BFH 04. Juni 2019
VII R 16/18
ErbStG §§ 3, 20 Abs. 1 u. 3; AO §§ 5, 219; BGB §§ 1922, 2059

Erbschaftsteuer ist Nachlassverbindlichkeit; keine Beschränkung der Erbenhaftung für Erbschaftsteuerschulden

letzte Aktualisierung: 31.10.2019
BFH, Urt. v. 4.6.2019 – VII R 16/18

ErbStG §§ 3, 20 Abs. 1 u. 3; AO §§ 5, 219; BGB §§ 1922, 2059
Erbschaftsteuer ist Nachlassverbindlichkeit; keine Beschränkung der Erbenhaftung für Erbschaftsteuerschulden

1. Die vom Erben als Gesamtrechtsnachfolger aufgrund Erbanfalls nach § 3 Abs. 1 Nr. 1 ErbStG
i. V. m. § 1922 BGB geschuldete Erbschaftsteuer ist eine Nachlassverbindlichkeit (Fortführung des
BFH-Urteils vom 20.01.2016 – II R 34/14, BFHE 252, 389, BStBl II 2016, 482).
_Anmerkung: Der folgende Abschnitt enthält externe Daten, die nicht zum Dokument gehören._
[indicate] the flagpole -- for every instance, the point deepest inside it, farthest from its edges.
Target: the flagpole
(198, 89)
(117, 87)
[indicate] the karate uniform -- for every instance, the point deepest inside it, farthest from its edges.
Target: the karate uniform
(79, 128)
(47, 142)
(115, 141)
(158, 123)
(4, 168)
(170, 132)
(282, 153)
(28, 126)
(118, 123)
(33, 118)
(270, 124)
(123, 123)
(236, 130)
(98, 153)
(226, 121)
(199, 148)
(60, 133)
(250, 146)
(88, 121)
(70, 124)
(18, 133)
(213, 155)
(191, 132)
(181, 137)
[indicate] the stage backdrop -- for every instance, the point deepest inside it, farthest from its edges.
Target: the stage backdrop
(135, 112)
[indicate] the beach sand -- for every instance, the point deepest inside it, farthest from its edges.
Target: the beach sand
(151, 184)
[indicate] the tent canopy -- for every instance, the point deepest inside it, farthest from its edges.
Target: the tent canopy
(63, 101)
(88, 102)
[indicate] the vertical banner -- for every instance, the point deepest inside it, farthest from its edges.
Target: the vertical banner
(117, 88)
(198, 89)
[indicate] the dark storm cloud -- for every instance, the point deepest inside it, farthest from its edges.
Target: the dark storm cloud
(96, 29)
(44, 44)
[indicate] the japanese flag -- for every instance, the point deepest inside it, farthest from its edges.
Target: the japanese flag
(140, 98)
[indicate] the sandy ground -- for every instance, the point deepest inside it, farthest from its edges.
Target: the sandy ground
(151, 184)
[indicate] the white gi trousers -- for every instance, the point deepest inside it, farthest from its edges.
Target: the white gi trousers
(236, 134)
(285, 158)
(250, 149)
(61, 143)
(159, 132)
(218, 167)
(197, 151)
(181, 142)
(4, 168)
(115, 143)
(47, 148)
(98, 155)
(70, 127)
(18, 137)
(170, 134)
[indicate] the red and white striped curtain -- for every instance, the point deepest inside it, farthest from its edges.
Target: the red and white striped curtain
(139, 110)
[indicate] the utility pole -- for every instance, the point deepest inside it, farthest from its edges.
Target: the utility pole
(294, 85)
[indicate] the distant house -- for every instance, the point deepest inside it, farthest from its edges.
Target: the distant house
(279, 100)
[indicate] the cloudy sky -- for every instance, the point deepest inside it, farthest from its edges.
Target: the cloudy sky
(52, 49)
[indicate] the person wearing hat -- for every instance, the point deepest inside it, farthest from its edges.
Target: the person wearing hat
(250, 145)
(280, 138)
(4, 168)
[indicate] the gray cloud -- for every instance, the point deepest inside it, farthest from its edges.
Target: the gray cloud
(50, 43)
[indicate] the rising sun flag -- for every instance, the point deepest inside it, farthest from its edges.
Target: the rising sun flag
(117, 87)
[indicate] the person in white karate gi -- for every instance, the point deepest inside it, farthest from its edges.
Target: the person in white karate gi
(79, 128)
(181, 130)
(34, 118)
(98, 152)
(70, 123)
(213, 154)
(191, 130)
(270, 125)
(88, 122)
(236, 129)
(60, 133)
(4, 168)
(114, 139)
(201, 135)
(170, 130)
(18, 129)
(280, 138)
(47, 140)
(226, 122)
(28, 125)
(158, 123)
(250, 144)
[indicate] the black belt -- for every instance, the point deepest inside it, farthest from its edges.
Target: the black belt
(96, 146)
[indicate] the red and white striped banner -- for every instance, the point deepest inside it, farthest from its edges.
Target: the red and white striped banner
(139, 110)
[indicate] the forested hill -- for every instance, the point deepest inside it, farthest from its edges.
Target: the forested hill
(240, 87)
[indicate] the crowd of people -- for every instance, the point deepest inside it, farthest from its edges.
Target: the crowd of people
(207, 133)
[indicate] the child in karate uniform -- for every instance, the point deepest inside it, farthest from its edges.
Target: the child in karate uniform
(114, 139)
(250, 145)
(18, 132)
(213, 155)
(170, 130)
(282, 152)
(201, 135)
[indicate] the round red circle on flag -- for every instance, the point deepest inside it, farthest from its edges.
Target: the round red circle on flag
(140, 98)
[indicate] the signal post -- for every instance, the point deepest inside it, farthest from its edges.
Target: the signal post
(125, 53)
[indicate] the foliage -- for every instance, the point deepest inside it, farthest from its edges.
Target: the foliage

2. Eine Beschränkung der Erbenhaftung für Erbschaftsteuerverbindlichkeiten ist nach § 2059 Abs. 1
Satz 2 BGB ausgeschlossen.

3. Bei der Inanspruchnahme des Nachlasses nach § 20 Abs. 3 ErbStG besteht ein (Entschließungs-)
Ermessen, sodass grundsätzlich keine Verpflichtung zur vorrangigen Inanspruchnahme besteht.

Entscheidungsgründe

II.

Die Revision ist zurückzuweisen (§ 126 Abs. 2 der Finanzgerichtsordnung --FGO--). Die Vorentscheidung entspricht
Bundesrecht (§ 118 Abs. 1 Satz 1 FGO).

Das FG hat zutreffend einen Ermessensfehler des FA bei Erlass der vier Pfändungs- und Einziehungsverfügungen
verneint.

1. Nach § 249 Abs. 1 Satz 1 AO können die Finanzbehörden Verwaltungsakte, mit denen eine Geldleistung gefordert
wird, im Verwaltungsweg vollstrecken.

Über die Art der Vollstreckungsmaßnahme entscheidet die Vollstreckungsbehörde nach pflichtgemäßem Ermessen
(§ 5 AO). Diese Ermessensentscheidung ist gemäß § 102 FGO gerichtlich nur eingeschränkt dahingehend zu
überprüfen, ob die gesetzlichen Grenzen des Ermessens überschritten worden sind oder von dem Ermessen in einer
dem Zweck der Ermächtigung nicht entsprechenden Weise Gebrauch gemacht worden ist. Mit anderen Worten hat
das Gericht nur zu prüfen, ob die gesetzlichen Grenzen des Ermessens nicht beachtet wurden oder das Ermessen
fehlerhaft ausgeübt wurde (vgl. Senatsurteil vom 26.03.1991 - VII R 15/89, BFHE 164, 215, BStBl II 1991, 552; BFHUrteil
vom 28.06.2000 - X R 24/95, BFHE 192, 32, BStBl II 2000, 514). Eine fehlerfreie Ermessensausübung setzt
voraus, dass das FA seine Ermessensentscheidung aufgrund einer einwandfreien und erschöpfenden Ermittlung des
entscheidungserheblichen Sachverhalts getroffen (vgl. Senatsurteil vom 30.10.1990 - VII R 106/87, BFH/NV 1991,
509) und alle für die Ermessensausübung nach dem Zweck der Ermächtigungsnorm wesentlichen Gesichtspunkte
tatsächlicher und rechtlicher Art spätestens zum Zeitpunkt der letzten Verwaltungsentscheidung berücksichtigt hat
(vgl. BFH-Urteil vom 23.05.1985 - V R 124/79, BFHE 143, 512, BStBl II 1985, 489). Die für die Entscheidungsfindung
maßgebenden Erwägungen müssen dem Betroffenen grundsätzlich bis zur letzten Verwaltungsentscheidung in
überprüfbarer Form mitgeteilt worden sein (vgl. BFH-Urteil in BFHE 192, 32, BStBl II 2000, 514). Das FA kann jedoch
seine Ermessenserwägungen bis zum Abschluss der Tatsacheninstanz eines finanzgerichtlichen Verfahrens ergänzen
(§ 102 Satz 2 FGO). Unzulässig ist allerdings eine erstmalige Ermessensausübung oder eine komplette Ersetzung der
Ermessenserwägungen (vgl. BFH-Beschluss vom 02.06.2004 - IV B 56/02, BFH/NV 2004, 1536).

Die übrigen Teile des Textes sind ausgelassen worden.